Transplant Patient Making the Most of Life She Was Never Supposed to Have
Conventional wisdom says Kim Shobe should not be alive right now. One of Mayo Clinic's early lung transplant patients, Kim received a single-lung transplant in January 1992, less than two years after Mayo began offering the procedure in Rochester. She was patient No. 7. At the time, the average survival rate for lung transplant patients was only about five years. Kim is clearly above average.
Today, Kim is a happy, healthy, 61-year-old retiree who's celebrating a 25th anniversary of life after transplant. "My doctors have asked me for years what my secret is," Kim tells us. "I always tell them it's because I stay up late at night and eat junk food."

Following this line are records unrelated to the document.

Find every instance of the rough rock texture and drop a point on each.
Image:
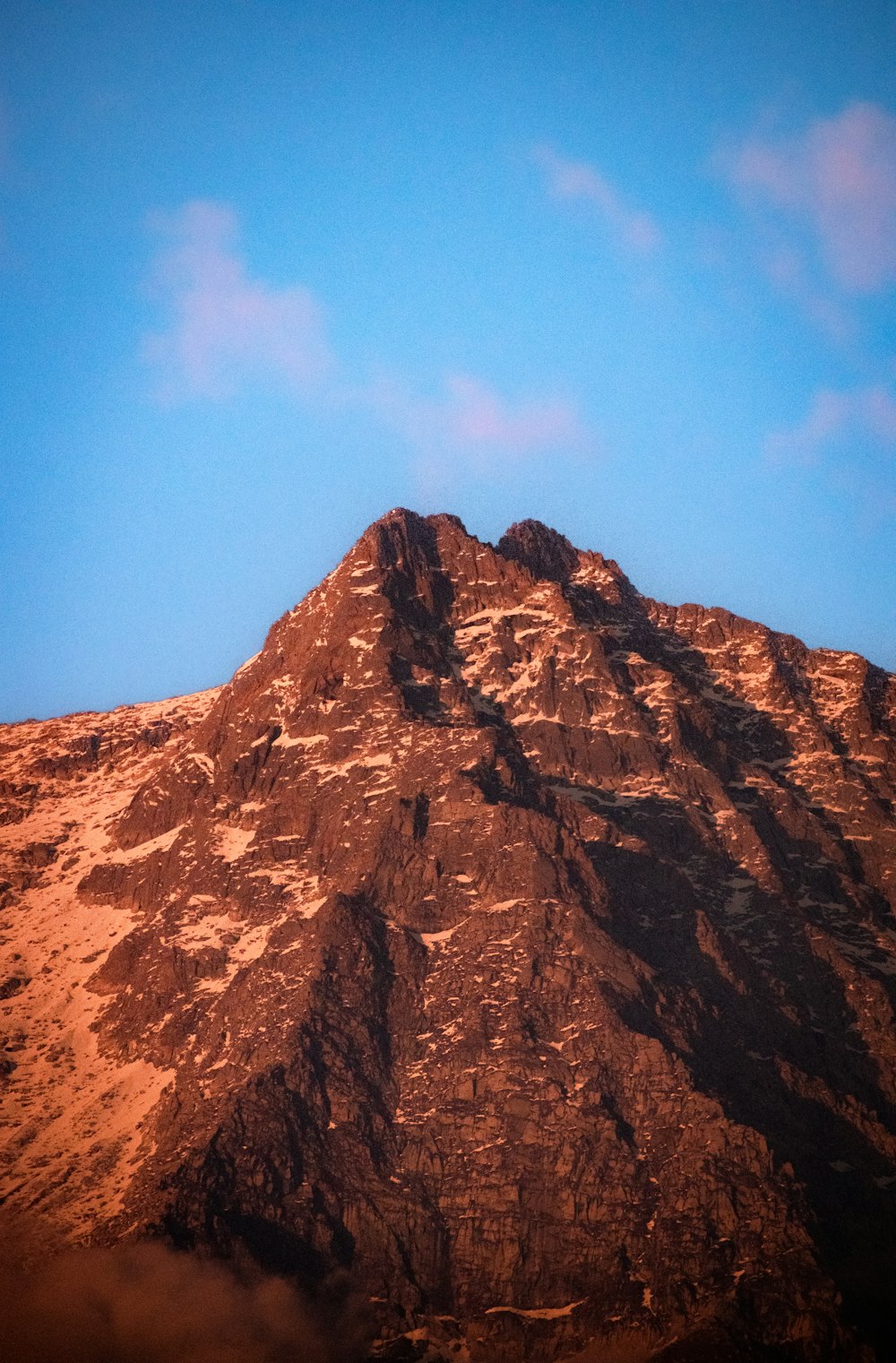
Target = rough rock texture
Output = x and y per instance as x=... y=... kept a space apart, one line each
x=520 y=944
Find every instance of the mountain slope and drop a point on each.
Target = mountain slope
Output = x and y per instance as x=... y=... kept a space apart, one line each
x=509 y=938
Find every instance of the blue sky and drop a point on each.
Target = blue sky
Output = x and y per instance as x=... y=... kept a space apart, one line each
x=269 y=270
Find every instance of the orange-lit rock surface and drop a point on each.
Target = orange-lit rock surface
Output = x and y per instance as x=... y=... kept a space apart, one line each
x=521 y=944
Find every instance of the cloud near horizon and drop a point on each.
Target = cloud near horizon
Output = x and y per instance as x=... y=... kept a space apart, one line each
x=862 y=415
x=227 y=329
x=579 y=180
x=472 y=418
x=838 y=180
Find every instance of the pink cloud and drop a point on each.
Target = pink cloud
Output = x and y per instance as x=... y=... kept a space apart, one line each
x=224 y=326
x=862 y=415
x=839 y=177
x=473 y=418
x=580 y=180
x=225 y=329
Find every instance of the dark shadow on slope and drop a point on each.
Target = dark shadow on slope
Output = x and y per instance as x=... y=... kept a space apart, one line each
x=721 y=1013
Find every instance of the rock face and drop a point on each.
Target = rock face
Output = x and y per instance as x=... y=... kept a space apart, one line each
x=511 y=939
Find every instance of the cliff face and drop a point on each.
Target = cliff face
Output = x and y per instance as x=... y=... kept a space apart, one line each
x=514 y=941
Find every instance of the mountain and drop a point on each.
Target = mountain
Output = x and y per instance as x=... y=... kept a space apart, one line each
x=512 y=941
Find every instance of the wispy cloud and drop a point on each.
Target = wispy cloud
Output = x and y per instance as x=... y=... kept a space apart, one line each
x=861 y=416
x=579 y=180
x=225 y=327
x=470 y=418
x=838 y=179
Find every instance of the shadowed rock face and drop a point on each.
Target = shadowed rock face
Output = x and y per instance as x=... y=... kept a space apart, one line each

All jokes aside, Kim tells us if there is a secret to her long-term survival, it's that she hasn't allowed herself to "dwell on the negative." Instead, Kim says she's spent the past 25 years living her life in five-year increments — with the start of each new calendar year just one more unexpected gift to be taken full advantage of. "I don't want to sound too virtuous here, but I think it allowed me to not worry about some of the things that I might have otherwise worried about," she says of her original post-transplant prognosis. "It's also made me more apt to go after things in life that I might have otherwise put off if I thought, or knew, that I had more time."
Things like getting her master's degree. Kim had started working on her MBA when she first got sick, but had to put her studies on hold. A year after her transplant, however, Kim was back in school and finishing up the "three or four" classes she had left. "I think most people would have thought, 'Why bother?' But I looked at it as a chance to do one more thing in life that I might not have otherwise gotten a chance to do."
That MBA would also turn out to be Kim's ticket to another unexpected life adventure: a career in international sales that took her all over the world. "It was the kind of job I'd always dreamed of having," she tells us. "It was just one more chance to do something I thought might never be possible."
And while there's also been some bad to go with all of that good over the years, Kim tells us that having a lung transplant has been worth every additional second of life that she's been given as a result. "I think that if it had only been that original five years of additional life, it would have still been worth it, because the change in my health was so miraculous," she tells us. "When I woke up after the transplant, I could take a deep breath again. That alone made everything worthwhile."